16 Feb 2024 | Zhiyuan Chang*, Mingyang Li*, Yi Liu, Junjie Wang, Qing Wang, Yang Liu
This paper introduces an indirect jailbreak attack method called Puzzler, which exploits the implicit clues of malicious intent to bypass the safety alignment mechanisms of large language models (LLMs). Unlike traditional jailbreak attacks that explicitly convey malicious intent, Puzzler uses indirect methods to obtain malicious responses. Inspired by the ancient wisdom of "When unable to attack, defend," Puzzler first queries LLMs for defensive measures against the malicious intent, then generates corresponding offensive measures. These offensive measures are used to infer the true intent of the original query, enabling the LLM to generate the desired malicious response without directly revealing the intent.
Puzzler consists of three phases: (1) Defensive Measures Creation, where the LLM is queried for defensive measures against the malicious intent; (2) Offensive Measures Generation, where the LLM is prompted to generate offensive measures based on the defensive measures; and (3) Indirect Jailbreak Attack, where the LLM is prompted to infer the true intent from the offensive measures. The experimental results show that Puzzler achieves a significantly higher query success rate compared to baselines on both closed-source and open-source LLMs. On the most prominent LLMs, Puzzler's query success rate is 14.0%-82.7% higher than baselines. Additionally, Puzzler is more effective at evading detection compared to baselines when tested against state-of-the-art jailbreak detection approaches.

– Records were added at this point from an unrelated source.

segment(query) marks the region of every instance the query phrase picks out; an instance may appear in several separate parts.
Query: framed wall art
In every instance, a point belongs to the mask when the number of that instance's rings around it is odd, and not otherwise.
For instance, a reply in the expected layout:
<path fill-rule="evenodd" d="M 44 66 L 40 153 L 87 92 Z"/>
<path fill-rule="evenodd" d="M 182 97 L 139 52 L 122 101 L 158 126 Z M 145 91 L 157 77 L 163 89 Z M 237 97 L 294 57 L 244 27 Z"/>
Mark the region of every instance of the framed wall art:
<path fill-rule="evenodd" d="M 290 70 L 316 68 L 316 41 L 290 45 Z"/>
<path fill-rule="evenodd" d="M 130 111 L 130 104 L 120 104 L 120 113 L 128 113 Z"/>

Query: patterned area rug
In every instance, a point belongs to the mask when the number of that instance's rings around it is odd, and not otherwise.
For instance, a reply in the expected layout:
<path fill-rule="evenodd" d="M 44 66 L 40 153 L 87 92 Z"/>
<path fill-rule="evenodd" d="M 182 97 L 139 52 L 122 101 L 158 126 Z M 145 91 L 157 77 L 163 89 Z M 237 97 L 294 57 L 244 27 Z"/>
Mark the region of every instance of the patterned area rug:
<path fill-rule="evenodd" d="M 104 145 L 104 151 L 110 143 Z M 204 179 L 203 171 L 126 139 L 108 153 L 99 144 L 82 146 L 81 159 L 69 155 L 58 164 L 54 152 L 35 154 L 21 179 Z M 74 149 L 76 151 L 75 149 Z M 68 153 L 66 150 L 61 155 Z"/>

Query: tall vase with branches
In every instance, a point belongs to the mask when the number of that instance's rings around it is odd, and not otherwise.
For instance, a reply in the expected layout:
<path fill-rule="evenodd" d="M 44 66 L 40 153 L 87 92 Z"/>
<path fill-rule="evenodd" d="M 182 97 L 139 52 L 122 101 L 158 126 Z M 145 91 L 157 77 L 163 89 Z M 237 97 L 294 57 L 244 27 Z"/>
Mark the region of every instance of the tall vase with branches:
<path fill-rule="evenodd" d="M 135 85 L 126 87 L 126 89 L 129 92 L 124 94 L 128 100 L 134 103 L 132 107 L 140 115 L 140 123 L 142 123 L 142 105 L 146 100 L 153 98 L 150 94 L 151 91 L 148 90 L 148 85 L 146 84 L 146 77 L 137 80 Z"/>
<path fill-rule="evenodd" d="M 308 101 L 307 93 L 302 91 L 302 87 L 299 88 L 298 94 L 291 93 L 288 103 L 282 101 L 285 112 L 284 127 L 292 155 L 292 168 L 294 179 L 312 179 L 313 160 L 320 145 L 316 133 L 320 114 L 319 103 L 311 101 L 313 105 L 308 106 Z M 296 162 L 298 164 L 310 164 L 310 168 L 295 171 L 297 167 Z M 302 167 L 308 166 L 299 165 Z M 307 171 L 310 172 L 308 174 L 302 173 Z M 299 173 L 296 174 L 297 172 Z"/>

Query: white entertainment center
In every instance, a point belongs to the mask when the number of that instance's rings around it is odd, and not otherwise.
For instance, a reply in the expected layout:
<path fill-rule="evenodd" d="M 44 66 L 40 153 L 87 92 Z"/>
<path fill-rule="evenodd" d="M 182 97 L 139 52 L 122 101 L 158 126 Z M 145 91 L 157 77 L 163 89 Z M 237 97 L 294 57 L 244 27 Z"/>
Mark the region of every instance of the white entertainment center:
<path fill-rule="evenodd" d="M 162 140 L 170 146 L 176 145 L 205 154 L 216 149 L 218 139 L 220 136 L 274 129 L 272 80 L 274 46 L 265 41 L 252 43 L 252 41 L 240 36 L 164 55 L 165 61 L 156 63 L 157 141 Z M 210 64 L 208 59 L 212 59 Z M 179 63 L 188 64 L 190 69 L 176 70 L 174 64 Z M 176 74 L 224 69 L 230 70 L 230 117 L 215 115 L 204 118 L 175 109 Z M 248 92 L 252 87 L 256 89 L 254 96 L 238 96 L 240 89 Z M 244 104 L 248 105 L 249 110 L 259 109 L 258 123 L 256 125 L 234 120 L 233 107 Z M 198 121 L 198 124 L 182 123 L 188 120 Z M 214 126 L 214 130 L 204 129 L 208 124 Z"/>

The paper evaluates Puzzler on two datasets: AdvBench Subset and MaliciousInstructions. It compares Puzzler with several baselines, including automated and manual jailbreak prompt generation methods. The results show that Puzzler outperforms these baselines in terms of query success rate and following rate. The paper also discusses the limitations of Puzzler, including the potential for LLMs to refuse to respond to prompts containing malicious content and the risk of responses deviating from the original query. The study emphasizes the importance of ethical considerations in the development and use of LLMs, and highlights the need for improved safety alignment mechanisms to defend against indirect jailbreak attacks.This paper introduces an indirect jailbreak attack method called Puzzler, which exploits the implicit clues of malicious intent to bypass the safety alignment mechanisms of large language models (LLMs). Unlike traditional jailbreak attacks that explicitly convey malicious intent, Puzzler uses indirect methods to obtain malicious responses. Inspired by the ancient wisdom of "When unable to attack, defend," Puzzler first queries LLMs for defensive measures against the malicious intent, then generates corresponding offensive measures. These offensive measures are used to infer the true intent of the original query, enabling the LLM to generate the desired malicious response without directly revealing the intent.
Puzzler consists of three phases: (1) Defensive Measures Creation, where the LLM is queried for defensive measures against the malicious intent; (2) Offensive Measures Generation, where the LLM is prompted to generate offensive measures based on the defensive measures; and (3) Indirect Jailbreak Attack, where the LLM is prompted to infer the true intent from the offensive measures. The experimental results show that Puzzler achieves a significantly higher query success rate compared to baselines on both closed-source and open-source LLMs. On the most prominent LLMs, Puzzler's query success rate is 14.0%-82.7% higher than baselines. Additionally, Puzzler is more effective at evading detection compared to baselines when tested against state-of-the-art jailbreak detection approaches.
The paper evaluates Puzzler on two datasets: AdvBench Subset and MaliciousInstructions. It compares Puzzler with several baselines, including automated and manual jailbreak prompt generation methods. The results show that Puzzler outperforms these baselines in terms of query success rate and following rate. The paper also discusses the limitations of Puzzler, including the potential for LLMs to refuse to respond to prompts containing malicious content and the risk of responses deviating from the original query. The study emphasizes the importance of ethical considerations in the development and use of LLMs, and highlights the need for improved safety alignment mechanisms to defend against indirect jailbreak attacks.